Purdue expands life sciences research with MILabs imaging instrument
West Lafayette, IN--Purdue University's Bindley Bioscience Center has installed a high-end imaging instrument to advance research in the areas of cancer, neuroscience, and cardiovascular and musculoskeletal diseases. The MILabs U-SPECT-II/CT system, manufactured by MILabs B.V. (Utrecht, The Netherlands), will be used by researchers at the Discovery Park life sciences facility to capture detailed anatomical and molecular images for precision analysis, particularly for medical research.
"This advanced, state-of-the-art instrument will allow Purdue life science researchers to be able to take a snapshot in time to monitor the progression of disease and any therapeutic effect in a living animal," said Philip S. Low, the Ralph C. Corely Distinguished Professor of Chemistry at Purdue. "Importantly, this also provides researchers working with the Bindley Bioscience Center a sophisticated instrument that provides a specificity that you can't achieve with other current technology."
Low said the imaging tool will help Purdue researchers develop new diagnostic solutions and therapies for a wide spectrum of diseases, specifically in the areas of cancer, diabetes, depression and cardiac problems as well asAlzheimer's and Parkinson's diseases.
The instrument, valued at $800,000, is the first to be installed by MILabs at a North American research facility.

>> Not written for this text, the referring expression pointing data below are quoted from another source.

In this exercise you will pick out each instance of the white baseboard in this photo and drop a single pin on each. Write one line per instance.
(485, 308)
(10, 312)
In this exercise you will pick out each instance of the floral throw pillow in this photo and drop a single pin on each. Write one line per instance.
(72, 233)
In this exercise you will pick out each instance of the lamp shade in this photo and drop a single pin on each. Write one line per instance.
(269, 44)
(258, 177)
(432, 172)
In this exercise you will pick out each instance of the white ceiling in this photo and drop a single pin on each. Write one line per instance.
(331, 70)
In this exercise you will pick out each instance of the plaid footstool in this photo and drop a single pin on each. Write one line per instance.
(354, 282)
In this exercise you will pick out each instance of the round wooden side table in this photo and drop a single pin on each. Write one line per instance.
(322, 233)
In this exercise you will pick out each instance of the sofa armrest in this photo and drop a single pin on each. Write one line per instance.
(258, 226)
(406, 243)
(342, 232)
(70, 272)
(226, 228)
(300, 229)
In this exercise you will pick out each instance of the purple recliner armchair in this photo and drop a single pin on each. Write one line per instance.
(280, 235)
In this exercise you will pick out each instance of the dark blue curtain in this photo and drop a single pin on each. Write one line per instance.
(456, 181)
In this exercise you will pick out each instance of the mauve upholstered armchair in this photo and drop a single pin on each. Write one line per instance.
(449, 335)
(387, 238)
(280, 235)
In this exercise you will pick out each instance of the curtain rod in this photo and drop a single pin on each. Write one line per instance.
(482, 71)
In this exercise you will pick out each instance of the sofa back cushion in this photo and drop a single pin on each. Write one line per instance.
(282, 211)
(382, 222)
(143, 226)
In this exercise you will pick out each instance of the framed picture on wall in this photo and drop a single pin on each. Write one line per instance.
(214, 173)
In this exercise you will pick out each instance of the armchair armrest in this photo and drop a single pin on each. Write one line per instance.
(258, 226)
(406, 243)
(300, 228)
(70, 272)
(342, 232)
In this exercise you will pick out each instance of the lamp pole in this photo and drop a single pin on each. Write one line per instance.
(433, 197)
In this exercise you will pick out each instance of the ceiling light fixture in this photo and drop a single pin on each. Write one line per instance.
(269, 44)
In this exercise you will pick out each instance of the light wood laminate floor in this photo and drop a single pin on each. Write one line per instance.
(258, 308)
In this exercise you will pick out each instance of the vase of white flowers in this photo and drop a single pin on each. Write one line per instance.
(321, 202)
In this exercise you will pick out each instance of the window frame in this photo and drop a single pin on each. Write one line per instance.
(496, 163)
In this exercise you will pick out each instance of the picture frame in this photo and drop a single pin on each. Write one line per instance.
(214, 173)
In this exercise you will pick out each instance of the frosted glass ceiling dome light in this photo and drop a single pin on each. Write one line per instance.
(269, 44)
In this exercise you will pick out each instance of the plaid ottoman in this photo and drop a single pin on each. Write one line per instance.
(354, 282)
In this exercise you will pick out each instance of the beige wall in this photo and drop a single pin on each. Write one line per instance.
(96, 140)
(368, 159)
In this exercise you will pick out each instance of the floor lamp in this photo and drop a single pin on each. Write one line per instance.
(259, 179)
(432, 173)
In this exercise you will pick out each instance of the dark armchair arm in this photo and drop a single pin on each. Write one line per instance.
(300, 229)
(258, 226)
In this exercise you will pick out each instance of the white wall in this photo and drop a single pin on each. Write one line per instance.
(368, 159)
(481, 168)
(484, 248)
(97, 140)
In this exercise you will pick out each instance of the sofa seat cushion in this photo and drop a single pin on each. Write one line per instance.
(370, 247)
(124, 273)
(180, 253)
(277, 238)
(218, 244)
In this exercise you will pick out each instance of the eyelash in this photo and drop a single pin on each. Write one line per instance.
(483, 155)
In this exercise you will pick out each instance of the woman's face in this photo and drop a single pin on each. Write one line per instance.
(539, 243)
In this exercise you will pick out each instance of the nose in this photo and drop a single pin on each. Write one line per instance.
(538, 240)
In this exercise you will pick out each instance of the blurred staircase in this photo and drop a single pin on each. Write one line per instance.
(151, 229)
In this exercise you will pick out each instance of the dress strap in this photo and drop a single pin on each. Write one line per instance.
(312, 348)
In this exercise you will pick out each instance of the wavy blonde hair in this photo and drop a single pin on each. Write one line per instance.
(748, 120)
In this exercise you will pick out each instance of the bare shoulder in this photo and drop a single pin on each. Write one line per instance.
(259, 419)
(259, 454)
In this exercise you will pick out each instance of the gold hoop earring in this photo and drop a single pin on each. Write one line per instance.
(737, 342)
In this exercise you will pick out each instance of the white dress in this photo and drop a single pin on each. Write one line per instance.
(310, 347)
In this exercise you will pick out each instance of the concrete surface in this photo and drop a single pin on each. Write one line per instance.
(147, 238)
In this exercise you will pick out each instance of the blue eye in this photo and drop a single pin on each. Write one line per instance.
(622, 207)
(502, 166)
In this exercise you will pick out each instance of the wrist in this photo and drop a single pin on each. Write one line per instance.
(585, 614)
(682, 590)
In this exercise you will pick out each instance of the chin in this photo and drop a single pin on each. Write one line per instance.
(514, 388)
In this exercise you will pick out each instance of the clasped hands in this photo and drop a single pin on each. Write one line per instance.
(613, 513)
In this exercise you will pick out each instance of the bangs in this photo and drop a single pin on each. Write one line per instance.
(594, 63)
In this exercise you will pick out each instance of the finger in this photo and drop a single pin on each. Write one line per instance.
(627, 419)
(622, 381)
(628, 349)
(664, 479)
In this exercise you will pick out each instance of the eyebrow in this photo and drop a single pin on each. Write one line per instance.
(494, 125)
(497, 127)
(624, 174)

It joins 12 others in operation worldwide, mostly in Europe and Asia, said Frederik Beekman, chief executive officer and chief scientific officer at MILabs. Measuring 4-by-9 feet, it will be located in Bindley's Bioscience Imaging Facility, which is led by Aaron Taylor. MILabs develops and markets imaging systems for preclinical biological and pharmaceutical research. Beekman, a professor at Delft University of Technology, launched the company after designing the first U-SPECT system for small animals with ultrahigh resolution. SPECT stands for Single Photon Emission Computed Tomography.
To expand Purdue's disease research efforts, the National Institutes of Health's National Center for Research Resources awarded the Bindley Bioscience Center $14.9 million through a federal stimulus measure in April 2010 to establish the Multidisciplinary Cancer Research Facility.
The 29,000-square-foot Bindley expansion will house researchers to work on innovative animal models of disease, development of new therapeutics and in-vivo imaging. The $15 million Bindley Bioscience Center, which first opened to Discovery Park researchers in October 2005, will see its research space grow by 60% when the federally funded expansion is completed in 2013.